Your chengdeite sample (if indeed that) is worth many, many times the $1150/oz going price for iridium (in bulk, mind you). To say it is rare isn't even comparable to an understatement. 


I share your sentiment of something not adding up.


----------



## jeneje (Apr 16, 2012)

sounds like a snake in the wood pile somewhere and it has struck the money tree. :roll: 
good luck
Ken


----------



## butcher (Apr 17, 2012)

Lead is soft, and silver is hard.

How hard is the material in MOhs?

http://www.google.com/#sclient=psy-ab&hl=en&rlz=1R2RNQN_enUS457&q=ore+hardness+test&rlz=1R2RNQN_enUS457&oq=ore+hardness+test&aq=f&aqi=&aql=&gs_l=hp.12...11906l14578l2l18516l5l5l3l0l0l0l235l422l0j1j1l2l0.&psj=1&fp=1&biw=1024&bih=583&bav=on.2,or.r_gc.r_pw.,cf.osb&cad=b


What is its density or specific gravity?

http://www.google.com/#sclient=psy-ab&hl=en&rlz=1R2RNQN_enUS457&q=ore+density+specific+gravity+test.&oq=ore+density+specific+gravity+test.&aq=f&aqi=&aql=&gs_l=serp.12...4063l4063l2l5750l1l1l0l0l0l0l140l140l0j1l1l0.&psj=1&bav=on.2,or.r_gc.r_pw.,cf.osb&fp=4511e698c622b6ec&biw=1024&bih=583




How does it react with a flame in a loop of Pt wire?

http://www.google.com/#sclient=psy-ab&hl=en&rlz=1R2RNQN_enUS457&q=ore+flame+color+test.&oq=ore+flame+color+test.&aq=f&aqi=q-w1&aql=&gs_l=serp.12..33i21.20234l38312l4l40844l7l7l1l0l0l3l485l1861l0j1j3j1j1l6l0.&psj=1&bav=on.2,or.r_gc.r_pw.,cf.osb&fp=4511e698c622b6ec&biw=1024&bih=583

more:

http://www.scribd.com/doc/15247849/You-Can-Smelt-Too

I would not buy any material I could not identify what I was buying, others feel the same, unless they can prove to themselves as to what you have or the value of it, also it seems strange to find a specimen of elemental metal, it would be a very rare find, and a valuable metal chunk that large very strange, can you post a picture, of this material? 

It sounds to me you could have found a meteorite , or a rare specimen of ore, or else just someones trash, at this point it is hard to tell.

also be careful of them snakes they get you when your not paying attention to what your doing.


----------



## SilverA (Apr 18, 2012)

Lou said:


> Welcome to the forum.


Thank You.



Lou said:


> Your chengdeite sample (if indeed that) is worth many, many times the $1150/oz going price for iridium (in bulk, mind you). To say it is rare isn't even comparable to an understatement.


Just to clarify, what I should have said was "In my research I've come across *references to* an interesting Iridium alloy named Chengdeite". I just thought it was interesting how close the composition is to the metal I was told that I have.


----------



## SilverA (Apr 18, 2012)

butcher said:


> How hard is the material in MOhs?


I don't have a way to precisely measure this, but I do know it's softer than high-carbon steel and appears to be somewhat harder than copper.



butcher said:


> What is its density or specific gravity?
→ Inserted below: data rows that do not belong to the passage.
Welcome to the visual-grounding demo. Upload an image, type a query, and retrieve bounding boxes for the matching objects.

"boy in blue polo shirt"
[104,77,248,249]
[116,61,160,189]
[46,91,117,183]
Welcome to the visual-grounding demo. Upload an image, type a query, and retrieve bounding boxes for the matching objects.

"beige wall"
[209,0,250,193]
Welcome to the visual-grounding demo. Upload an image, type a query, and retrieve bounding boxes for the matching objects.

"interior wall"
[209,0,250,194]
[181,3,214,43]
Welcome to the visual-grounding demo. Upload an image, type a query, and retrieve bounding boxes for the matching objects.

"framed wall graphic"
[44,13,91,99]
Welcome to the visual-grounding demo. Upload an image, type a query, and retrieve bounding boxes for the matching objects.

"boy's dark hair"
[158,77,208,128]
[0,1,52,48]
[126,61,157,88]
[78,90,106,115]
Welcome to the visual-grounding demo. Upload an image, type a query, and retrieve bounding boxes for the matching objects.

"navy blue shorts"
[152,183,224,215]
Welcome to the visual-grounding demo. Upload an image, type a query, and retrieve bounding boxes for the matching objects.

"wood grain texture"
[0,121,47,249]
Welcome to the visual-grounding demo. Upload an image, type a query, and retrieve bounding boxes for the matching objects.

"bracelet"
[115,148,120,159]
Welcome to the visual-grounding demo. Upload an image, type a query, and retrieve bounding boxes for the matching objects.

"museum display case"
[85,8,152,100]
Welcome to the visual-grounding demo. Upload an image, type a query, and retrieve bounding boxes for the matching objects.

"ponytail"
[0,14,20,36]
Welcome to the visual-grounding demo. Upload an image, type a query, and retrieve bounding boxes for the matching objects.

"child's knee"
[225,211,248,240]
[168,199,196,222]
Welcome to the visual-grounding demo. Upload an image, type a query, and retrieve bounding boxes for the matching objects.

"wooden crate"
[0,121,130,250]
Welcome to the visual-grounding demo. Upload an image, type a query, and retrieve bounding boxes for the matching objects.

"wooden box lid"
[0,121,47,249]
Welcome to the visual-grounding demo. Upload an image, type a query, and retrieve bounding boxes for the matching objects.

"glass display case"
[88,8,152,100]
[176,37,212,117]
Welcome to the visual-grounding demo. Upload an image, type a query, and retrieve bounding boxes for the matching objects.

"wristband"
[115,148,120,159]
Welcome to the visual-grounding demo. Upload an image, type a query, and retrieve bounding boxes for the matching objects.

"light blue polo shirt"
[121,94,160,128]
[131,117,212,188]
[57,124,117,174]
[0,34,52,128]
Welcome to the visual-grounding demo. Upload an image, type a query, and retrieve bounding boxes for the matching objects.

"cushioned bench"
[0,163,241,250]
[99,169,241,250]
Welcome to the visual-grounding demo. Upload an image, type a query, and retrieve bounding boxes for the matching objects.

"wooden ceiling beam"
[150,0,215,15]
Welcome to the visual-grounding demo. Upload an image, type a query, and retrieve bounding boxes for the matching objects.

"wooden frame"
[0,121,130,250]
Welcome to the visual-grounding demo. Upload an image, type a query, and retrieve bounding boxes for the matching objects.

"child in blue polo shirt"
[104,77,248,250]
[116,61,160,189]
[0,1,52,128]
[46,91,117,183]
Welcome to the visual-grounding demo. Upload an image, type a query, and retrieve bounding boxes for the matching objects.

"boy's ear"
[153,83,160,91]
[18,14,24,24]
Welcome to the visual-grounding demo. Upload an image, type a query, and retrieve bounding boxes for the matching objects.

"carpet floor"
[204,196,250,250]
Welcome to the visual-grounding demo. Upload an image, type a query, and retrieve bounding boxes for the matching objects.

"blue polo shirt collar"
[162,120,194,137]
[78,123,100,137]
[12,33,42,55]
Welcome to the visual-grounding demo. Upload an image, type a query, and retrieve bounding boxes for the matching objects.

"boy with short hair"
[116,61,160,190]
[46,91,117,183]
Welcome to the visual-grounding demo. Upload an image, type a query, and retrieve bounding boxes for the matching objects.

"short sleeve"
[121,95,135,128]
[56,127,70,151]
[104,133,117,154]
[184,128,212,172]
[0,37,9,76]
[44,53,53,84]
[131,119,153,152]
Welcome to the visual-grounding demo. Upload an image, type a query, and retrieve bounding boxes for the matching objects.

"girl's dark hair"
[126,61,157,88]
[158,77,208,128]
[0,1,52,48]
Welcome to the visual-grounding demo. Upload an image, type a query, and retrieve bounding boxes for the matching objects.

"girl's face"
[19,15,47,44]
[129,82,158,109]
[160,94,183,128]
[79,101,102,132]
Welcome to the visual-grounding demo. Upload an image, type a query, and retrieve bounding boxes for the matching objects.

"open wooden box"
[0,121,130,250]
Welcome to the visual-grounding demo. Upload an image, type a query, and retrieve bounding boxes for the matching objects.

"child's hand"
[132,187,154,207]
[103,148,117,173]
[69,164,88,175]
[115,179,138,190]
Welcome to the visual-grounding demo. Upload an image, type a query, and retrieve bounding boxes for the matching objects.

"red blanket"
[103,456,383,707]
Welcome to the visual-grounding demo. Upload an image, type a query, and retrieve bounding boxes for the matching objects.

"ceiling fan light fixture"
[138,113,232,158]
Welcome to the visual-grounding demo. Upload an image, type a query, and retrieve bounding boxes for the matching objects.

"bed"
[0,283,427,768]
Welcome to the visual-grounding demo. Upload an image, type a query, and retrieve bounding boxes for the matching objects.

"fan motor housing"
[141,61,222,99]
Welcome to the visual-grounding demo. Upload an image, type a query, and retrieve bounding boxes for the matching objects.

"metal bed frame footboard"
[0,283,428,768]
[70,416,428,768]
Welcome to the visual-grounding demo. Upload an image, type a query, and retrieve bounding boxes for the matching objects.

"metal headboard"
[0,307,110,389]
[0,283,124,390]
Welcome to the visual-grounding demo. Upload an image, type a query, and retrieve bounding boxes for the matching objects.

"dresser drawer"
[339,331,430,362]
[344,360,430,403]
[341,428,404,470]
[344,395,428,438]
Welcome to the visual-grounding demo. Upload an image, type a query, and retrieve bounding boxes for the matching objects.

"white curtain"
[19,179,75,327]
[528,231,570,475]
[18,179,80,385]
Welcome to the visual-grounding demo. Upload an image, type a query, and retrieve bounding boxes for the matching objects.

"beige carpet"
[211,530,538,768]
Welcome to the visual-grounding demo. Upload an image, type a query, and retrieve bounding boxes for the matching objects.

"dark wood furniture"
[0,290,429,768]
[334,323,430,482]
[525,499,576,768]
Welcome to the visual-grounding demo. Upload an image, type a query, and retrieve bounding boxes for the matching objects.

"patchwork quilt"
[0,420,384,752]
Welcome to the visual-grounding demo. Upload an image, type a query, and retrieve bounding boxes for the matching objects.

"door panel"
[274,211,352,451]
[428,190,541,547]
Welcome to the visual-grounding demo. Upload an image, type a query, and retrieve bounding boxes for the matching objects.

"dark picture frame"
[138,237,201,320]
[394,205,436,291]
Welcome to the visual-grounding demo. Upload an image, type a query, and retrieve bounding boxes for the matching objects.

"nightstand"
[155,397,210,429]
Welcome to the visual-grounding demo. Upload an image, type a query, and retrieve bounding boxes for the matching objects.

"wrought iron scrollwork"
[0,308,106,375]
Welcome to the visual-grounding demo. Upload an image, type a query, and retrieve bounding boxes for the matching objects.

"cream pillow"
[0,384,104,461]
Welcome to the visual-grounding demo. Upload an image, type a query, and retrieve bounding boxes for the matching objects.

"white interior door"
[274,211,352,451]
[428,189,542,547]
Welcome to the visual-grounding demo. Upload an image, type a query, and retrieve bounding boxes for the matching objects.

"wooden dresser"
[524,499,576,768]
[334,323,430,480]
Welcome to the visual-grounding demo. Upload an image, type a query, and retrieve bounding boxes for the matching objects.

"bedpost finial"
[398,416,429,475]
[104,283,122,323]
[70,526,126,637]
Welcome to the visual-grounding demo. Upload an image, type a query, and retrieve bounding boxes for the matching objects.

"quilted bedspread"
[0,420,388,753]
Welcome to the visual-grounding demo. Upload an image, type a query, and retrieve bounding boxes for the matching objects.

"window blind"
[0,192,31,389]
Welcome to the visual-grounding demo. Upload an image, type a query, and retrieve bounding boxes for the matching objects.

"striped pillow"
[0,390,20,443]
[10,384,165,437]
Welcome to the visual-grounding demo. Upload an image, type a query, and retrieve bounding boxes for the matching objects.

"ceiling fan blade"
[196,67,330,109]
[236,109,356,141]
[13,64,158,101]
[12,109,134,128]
Again I'm not sure how precise this is, but based on the volume and weight, the density works out to ~13.12g/cm³.



butcher said:


> How does it react with a flame in a loop of Pt wire?


I wish I knew, I'm not set up to perform any flame or chemical tests.



butcher said:


> can you post a picture, of this material?


Gladly.

Top view:



Bottom view:



Side view:



Close up:


----------



## SilverA (Apr 18, 2012)

butcher said:


> It sounds to me you could have found a meteorite , or a rare specimen of ore, or else just someones trash, at this point it is hard to tell.
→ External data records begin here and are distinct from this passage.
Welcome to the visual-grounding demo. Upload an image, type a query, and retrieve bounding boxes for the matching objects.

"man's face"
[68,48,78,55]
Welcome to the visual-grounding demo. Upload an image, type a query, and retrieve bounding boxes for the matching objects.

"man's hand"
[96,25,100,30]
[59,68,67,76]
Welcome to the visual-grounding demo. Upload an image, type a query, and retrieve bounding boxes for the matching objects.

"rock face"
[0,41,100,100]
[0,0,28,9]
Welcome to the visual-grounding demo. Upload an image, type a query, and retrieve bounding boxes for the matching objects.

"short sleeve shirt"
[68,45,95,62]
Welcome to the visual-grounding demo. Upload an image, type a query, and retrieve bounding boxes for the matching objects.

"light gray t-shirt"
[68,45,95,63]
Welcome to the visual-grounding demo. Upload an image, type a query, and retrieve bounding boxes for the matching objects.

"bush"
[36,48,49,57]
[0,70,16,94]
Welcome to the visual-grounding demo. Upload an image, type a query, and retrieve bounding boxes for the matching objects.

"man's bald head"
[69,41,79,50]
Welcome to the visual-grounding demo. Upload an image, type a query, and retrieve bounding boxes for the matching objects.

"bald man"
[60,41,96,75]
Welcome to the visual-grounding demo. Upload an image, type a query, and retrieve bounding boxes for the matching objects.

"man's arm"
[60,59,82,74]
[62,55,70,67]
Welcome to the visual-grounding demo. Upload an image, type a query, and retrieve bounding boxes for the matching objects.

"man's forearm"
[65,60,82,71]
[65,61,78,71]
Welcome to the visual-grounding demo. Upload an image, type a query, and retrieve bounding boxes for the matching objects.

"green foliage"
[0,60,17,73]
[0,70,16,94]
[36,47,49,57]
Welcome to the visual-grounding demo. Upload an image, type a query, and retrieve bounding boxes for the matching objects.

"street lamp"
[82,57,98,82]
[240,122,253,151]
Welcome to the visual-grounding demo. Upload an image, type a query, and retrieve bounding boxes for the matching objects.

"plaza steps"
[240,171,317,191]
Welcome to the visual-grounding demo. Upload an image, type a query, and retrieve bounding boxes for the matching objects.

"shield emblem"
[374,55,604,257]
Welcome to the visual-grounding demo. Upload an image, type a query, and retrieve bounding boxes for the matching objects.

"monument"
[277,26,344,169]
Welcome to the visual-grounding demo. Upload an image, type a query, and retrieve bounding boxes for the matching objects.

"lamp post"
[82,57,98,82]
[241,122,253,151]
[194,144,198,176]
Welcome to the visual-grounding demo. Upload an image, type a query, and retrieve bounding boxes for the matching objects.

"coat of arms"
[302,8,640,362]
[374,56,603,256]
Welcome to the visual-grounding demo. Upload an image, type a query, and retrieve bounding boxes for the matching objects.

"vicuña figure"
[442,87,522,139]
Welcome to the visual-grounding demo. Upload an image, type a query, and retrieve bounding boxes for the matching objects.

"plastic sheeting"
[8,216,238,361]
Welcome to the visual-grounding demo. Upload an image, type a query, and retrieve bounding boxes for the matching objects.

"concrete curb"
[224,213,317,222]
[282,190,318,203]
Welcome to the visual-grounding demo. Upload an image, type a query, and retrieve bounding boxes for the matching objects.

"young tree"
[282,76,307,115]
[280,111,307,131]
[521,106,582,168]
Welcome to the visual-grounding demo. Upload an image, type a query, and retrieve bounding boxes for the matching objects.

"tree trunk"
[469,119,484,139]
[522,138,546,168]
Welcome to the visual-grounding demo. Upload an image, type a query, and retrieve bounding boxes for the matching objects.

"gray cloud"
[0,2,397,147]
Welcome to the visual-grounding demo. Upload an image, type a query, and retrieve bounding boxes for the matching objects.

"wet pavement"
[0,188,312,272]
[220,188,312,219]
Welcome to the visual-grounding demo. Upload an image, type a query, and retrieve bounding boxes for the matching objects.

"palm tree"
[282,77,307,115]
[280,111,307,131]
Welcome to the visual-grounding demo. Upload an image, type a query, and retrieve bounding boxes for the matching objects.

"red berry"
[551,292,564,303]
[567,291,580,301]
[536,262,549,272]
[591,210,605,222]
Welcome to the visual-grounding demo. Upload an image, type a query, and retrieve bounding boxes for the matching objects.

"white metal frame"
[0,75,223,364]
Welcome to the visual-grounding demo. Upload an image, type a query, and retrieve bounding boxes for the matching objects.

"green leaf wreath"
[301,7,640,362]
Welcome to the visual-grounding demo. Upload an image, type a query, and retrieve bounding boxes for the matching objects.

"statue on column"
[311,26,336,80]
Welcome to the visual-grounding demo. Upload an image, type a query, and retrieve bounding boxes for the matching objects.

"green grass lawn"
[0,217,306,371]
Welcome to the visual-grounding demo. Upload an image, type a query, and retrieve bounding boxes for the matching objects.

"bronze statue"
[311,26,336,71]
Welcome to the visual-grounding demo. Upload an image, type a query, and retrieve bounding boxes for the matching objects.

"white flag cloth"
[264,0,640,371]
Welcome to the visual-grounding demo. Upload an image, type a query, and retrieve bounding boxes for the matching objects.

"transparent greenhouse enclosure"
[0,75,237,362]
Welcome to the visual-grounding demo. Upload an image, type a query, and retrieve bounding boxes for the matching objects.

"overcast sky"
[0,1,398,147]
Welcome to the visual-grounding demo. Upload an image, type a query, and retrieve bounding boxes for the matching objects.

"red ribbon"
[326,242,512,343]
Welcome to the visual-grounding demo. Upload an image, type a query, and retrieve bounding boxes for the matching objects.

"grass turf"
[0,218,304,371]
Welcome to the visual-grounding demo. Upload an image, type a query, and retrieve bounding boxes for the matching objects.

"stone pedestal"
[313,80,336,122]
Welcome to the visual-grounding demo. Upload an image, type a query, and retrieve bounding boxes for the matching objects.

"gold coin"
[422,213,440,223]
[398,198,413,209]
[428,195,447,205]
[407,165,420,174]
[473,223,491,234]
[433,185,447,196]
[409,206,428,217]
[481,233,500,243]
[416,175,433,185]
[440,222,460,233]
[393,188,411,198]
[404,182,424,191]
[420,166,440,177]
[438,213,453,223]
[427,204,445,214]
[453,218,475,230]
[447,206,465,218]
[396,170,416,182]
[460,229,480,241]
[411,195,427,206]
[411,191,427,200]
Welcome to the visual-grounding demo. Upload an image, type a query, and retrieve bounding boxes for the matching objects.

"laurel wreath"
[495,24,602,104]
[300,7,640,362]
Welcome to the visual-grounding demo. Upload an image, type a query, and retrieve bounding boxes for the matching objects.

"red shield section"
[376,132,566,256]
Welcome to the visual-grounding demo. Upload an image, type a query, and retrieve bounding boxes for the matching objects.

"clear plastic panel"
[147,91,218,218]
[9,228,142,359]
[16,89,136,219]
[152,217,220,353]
The closest in terms of properties seems to be Lead. However, I haven't been able to find out the exact properties of Iridium-Iron-Zinc.
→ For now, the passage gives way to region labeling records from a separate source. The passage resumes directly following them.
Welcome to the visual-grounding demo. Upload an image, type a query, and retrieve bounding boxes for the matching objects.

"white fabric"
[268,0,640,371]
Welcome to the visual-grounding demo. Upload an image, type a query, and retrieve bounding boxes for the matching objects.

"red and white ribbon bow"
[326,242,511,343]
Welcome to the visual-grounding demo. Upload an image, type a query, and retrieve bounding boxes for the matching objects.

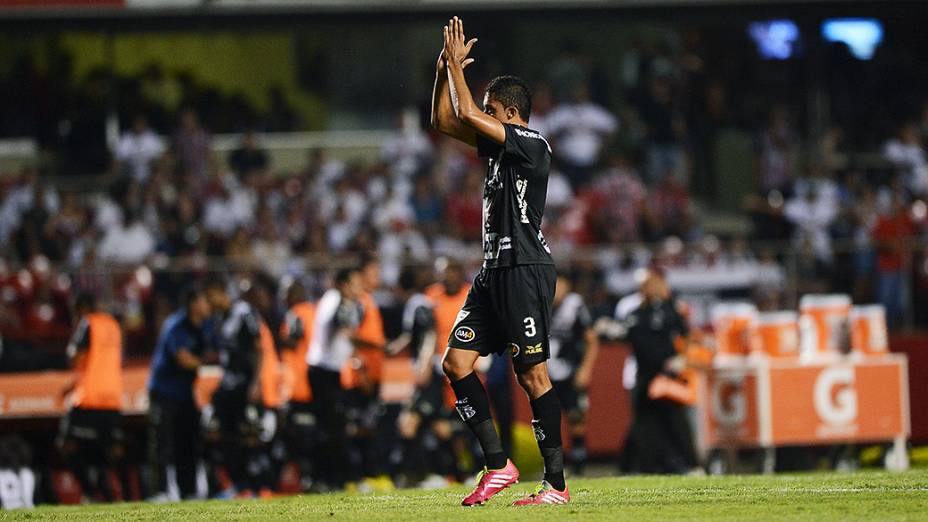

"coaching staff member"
[148,286,211,501]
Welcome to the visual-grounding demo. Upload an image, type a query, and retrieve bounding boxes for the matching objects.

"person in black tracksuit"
[207,276,261,494]
[548,274,599,475]
[624,270,697,473]
[148,287,210,501]
[306,269,362,491]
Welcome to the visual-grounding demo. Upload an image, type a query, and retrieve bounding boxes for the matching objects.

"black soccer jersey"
[477,124,554,268]
[548,293,593,380]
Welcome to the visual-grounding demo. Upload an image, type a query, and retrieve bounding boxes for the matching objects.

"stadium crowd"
[0,23,928,499]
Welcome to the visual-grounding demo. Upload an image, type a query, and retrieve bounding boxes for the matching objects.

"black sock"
[451,372,507,469]
[532,388,566,491]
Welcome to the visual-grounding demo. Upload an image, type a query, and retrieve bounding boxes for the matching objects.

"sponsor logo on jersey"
[512,127,551,152]
[516,178,529,223]
[525,343,542,355]
[452,310,470,328]
[532,419,545,442]
[454,326,477,343]
[538,230,551,254]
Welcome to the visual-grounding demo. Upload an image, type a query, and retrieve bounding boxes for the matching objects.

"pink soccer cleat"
[512,481,570,506]
[461,460,519,506]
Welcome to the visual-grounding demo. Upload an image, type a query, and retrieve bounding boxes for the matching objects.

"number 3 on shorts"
[522,317,538,337]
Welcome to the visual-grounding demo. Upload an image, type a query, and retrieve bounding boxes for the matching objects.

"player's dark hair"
[203,274,227,292]
[335,267,358,286]
[397,266,423,292]
[180,283,204,310]
[487,75,532,123]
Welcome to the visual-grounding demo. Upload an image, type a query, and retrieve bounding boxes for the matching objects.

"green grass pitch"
[12,469,928,522]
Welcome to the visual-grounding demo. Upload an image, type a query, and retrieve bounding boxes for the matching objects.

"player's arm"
[416,329,436,386]
[386,332,412,355]
[174,347,203,370]
[242,314,264,403]
[278,311,305,350]
[444,17,506,145]
[432,50,477,146]
[67,319,90,364]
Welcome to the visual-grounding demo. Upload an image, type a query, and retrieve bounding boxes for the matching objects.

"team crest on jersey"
[454,326,477,343]
[454,310,470,326]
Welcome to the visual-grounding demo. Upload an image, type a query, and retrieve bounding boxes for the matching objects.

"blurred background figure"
[58,293,129,502]
[624,269,698,473]
[148,286,212,502]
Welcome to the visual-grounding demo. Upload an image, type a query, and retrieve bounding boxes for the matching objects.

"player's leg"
[442,346,508,469]
[516,363,566,491]
[508,265,570,505]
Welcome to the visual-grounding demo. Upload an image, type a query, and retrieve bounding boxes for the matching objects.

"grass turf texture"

And if this is Lead, what I would really like to know is, what caused the false positive?


----------



## Lou (Apr 19, 2012)

Incompetence knows no bounds.


----------



## freechemist (Apr 25, 2012)

Hi SilverA,

The density of Iridium is 22.56 g/cm3, the density of Chengdeite (Ir3Fe) is 19.3 g/cm3. Pure lead has a density of 11.3 g/cm3.

The melting point of pure lead (327oC)is very low, compared to other metals. Pure lead is very soft.

Large discrepancy across different test results may have different reasons, namely incompetence, like Lou mentions, inhomogeneity of your big,big nugget, what an individual gold buyer has in mind, inappropriate method of testing and/or sampling. A simple "XRF-shot" as an example is not an appropriate method and thus is prone to deliver entirely false results.

If you really want to know the composition of your metal-chunk, IMHO there exists only the hard and costly way to reveal it. Drill your chunk on several locations (upside, downside, center, left, right) to make holes of different deepness, collect all filings and put and mix them together and then divide the collected material into 2 or 3 exactly weighed samples. Send these individually to 2 or 3 different reknown labs, known to be able to deal competently and reliably with such materials (it has not necessarily to be a gold- or PGM-refinery, it can be also an university- or a government-lab) asking for determination of their exact chemical composition.

Good luck, freechemist


----------



## mls26cwru (Jul 11, 2012)

not sure how much help this will be, but you may have found an anode from a cathodic protection system...

http://en.wikipedia.org/wiki/Cathodic_protection

It looks an awful lot like the lead alloys my dad used to make cast bullets from, but as you can see from the charts, it could be a wide range of materials. you could try a simple plumbing torch to see if it melts... that would at least rule in/out relatively pure lead (watch out for any vapors though)

hope that was a little bit of help.


----------



## Lobby (Jul 11, 2012)

Many of the lower priced XRF's only have basic gold (and silver, with perhaps some PGM's) in their data sets. If your sample isn't in their database, or more accurately, if your sample isn't similar in composition to the various datasets it has, the results are worthless.

Absolutely worthless.

I'd cut a piece off.
- measure it's density
- try to melt it with a torch

I also suggest stopping the daydreams of hitting a jackpot. If it were me... :mrgreen:


----------